Honor is irrelevant for an Administration and electorate that do not belive in truth as a basis for governance. Honor is hardly an issue for a religious right which purports to believe in God, but forgets the Ten Commandments and is willing to kill for no reason but to exert power and political control at home. This is democracy - people were given a choice between a President who was a war veteran and one who idled his time at home under false pretexts. O tempora, O mores.
I think this series of comments shows how the torture debate continues to be "out of stasis," in the sense that, the two sides are arguing past each other.
Horton's post seems to me to be an argument that some of our leaders and soldiers, and some people acting as agents of our government, have behaved towards detained persons dishonorably. Horton calls those actions torture, and defines honor by drawing on the decision of the Judicial Committee of the British House of Lords, and on the thoughts of a leading military ethicist who recently, apparently, committed suicide.

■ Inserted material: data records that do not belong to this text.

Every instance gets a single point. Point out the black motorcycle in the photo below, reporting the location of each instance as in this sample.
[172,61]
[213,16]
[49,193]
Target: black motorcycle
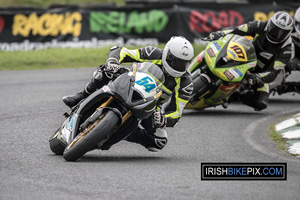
[111,113]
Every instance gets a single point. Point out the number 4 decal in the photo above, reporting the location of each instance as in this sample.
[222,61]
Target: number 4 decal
[145,82]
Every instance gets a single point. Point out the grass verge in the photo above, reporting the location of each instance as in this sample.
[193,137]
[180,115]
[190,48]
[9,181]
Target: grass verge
[277,138]
[59,58]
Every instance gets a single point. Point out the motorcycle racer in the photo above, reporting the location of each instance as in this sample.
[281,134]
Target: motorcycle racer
[294,65]
[177,89]
[273,46]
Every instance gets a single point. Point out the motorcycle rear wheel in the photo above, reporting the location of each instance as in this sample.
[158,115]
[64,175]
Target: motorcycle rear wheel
[85,142]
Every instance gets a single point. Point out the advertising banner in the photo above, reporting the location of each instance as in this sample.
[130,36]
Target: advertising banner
[29,29]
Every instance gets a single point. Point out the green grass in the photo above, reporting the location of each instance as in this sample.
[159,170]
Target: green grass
[58,58]
[46,3]
[277,138]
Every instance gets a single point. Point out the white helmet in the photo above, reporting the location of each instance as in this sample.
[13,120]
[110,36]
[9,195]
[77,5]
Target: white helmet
[297,20]
[279,27]
[177,54]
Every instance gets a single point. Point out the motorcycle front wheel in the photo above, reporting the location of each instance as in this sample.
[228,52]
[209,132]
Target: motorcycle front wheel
[85,141]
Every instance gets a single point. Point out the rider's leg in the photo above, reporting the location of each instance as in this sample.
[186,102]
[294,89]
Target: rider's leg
[98,80]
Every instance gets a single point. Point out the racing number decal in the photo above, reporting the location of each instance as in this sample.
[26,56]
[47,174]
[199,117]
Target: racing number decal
[145,82]
[238,51]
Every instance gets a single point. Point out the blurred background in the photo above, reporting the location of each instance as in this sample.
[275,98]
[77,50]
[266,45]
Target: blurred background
[37,34]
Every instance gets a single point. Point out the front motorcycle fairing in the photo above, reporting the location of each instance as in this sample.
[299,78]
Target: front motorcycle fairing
[230,57]
[140,89]
[70,127]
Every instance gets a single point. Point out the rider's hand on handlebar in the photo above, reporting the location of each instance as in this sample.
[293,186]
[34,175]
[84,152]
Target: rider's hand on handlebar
[159,119]
[112,64]
[254,79]
[215,35]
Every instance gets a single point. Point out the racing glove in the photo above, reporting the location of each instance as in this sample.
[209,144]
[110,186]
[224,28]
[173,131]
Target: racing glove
[292,66]
[159,119]
[112,64]
[254,79]
[215,35]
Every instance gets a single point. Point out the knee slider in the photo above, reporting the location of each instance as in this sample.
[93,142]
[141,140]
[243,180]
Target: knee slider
[160,139]
[98,75]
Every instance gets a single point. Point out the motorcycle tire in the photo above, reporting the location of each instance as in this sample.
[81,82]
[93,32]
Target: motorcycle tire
[57,146]
[84,143]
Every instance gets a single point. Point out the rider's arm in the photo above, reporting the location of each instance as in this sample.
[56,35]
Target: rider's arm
[281,61]
[179,99]
[249,29]
[148,53]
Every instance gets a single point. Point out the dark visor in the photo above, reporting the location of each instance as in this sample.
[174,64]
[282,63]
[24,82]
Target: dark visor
[276,34]
[176,63]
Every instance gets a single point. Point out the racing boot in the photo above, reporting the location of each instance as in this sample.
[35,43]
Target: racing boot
[289,87]
[73,100]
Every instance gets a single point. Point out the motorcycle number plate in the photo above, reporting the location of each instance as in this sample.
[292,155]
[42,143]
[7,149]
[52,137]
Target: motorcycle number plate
[72,122]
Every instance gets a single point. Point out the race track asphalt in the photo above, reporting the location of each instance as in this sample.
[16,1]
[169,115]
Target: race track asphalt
[31,110]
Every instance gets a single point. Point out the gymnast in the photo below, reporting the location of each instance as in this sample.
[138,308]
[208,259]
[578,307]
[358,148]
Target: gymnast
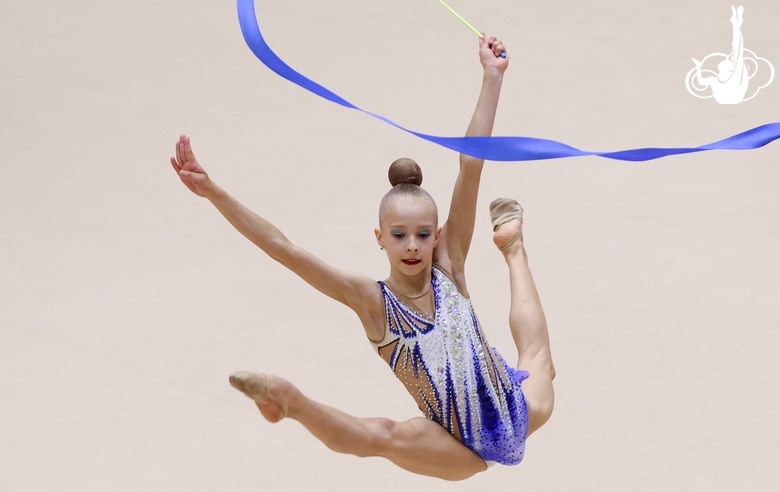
[478,410]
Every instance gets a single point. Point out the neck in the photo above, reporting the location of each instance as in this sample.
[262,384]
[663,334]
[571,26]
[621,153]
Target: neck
[414,286]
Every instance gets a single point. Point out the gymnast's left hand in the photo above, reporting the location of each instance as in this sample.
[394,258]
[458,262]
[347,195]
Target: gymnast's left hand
[190,172]
[490,49]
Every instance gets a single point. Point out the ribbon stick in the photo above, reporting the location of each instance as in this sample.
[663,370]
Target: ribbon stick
[490,148]
[503,55]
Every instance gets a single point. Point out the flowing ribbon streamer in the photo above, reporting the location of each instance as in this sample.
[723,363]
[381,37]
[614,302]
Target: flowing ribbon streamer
[496,148]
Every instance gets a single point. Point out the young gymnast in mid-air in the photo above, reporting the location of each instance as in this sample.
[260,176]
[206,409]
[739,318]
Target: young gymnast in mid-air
[478,410]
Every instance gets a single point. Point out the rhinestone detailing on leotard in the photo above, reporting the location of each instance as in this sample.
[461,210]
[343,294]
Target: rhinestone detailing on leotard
[455,377]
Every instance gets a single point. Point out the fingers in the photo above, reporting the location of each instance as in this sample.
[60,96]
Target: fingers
[176,166]
[494,44]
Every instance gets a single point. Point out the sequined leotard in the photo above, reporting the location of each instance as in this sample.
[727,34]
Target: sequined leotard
[457,380]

A Christian Prophet does not directly respond to that argument from Horton. He does not say, for example, "None of the evidence I've seen so far makes me concerned about whether our soldiers and agents are behaving honorably. Everything I've seen seems honorable."

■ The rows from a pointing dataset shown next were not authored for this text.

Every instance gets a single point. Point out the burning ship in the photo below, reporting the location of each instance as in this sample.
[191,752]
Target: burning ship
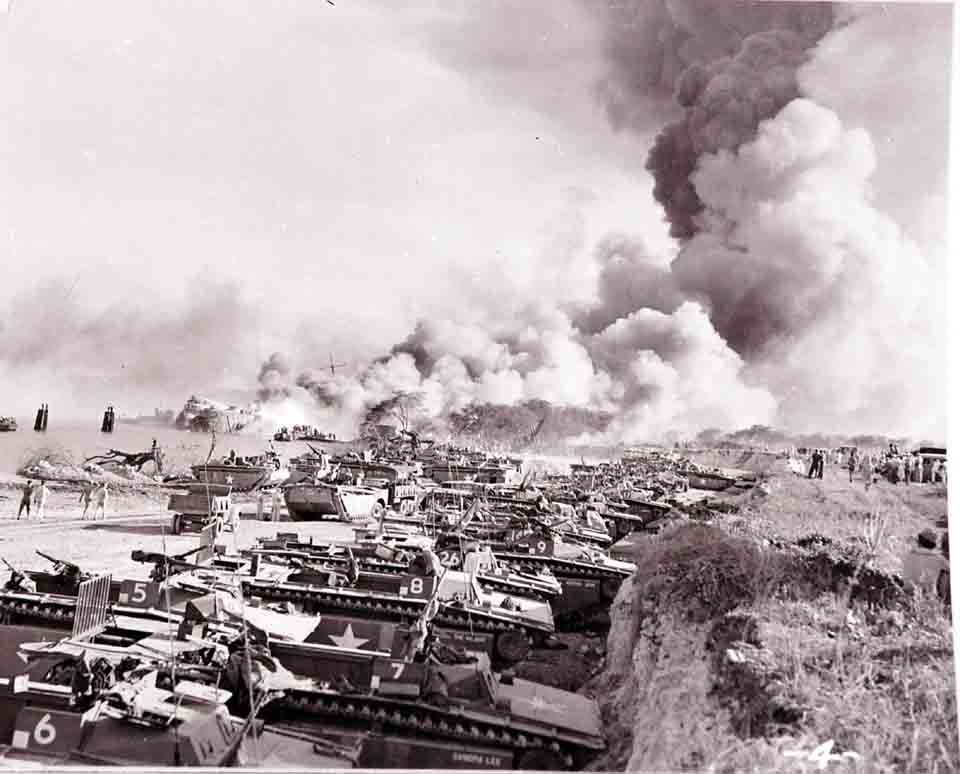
[204,415]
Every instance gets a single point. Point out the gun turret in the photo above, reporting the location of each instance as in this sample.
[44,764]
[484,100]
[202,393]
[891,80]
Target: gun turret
[63,566]
[164,564]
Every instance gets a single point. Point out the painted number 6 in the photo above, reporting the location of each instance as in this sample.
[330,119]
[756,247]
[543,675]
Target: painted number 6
[44,733]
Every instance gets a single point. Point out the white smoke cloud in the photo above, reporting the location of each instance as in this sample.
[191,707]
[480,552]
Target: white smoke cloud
[842,293]
[805,289]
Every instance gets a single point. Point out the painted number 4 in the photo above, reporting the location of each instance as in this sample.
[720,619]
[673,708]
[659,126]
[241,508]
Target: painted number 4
[44,733]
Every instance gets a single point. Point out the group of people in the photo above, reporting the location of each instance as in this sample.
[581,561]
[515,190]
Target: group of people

Instead, he sidesteps the substance of the argument by re-defining terms, saying that the behavior that Horton is referring to does not fit the definition of "torture." And by insinuating that reports of any such behavior coming close to fitting into the definition "torture" were made up by the liberal media and lefties.
Eric responds by calling A Christian Prophet an ignoramus because of the insinuation that the reports of the behavior were biased or false.
Like Eric, I liked the original post a lot. It resonates with me. But that's because I agree with it.
But I agree so strongly, and I believe the real issue to be so important, that I don't want to sweep aside a comment like A Christian Prophet's as ignorant. Instead, I want to realign the debate. Okay, so we don't call it torture; whatever we call it, given what we know about what happened -- e.g., the pictures and testimony coming out of Abu Ghraib -- is that the sort of behavior we want our government to engage in? Is that honorable behavior? If you think so, why? Why, for example, don't the arguments presented in the British decision persuade A Christian Prophet?
"Honor" is a little bit like "kosher," and ancient Jewish law says you eat the pig if your life's at stake, not to mention that a little bit of pig in the soup (2%) is just fine. That said, "no pig" is the law and so should be "no torture."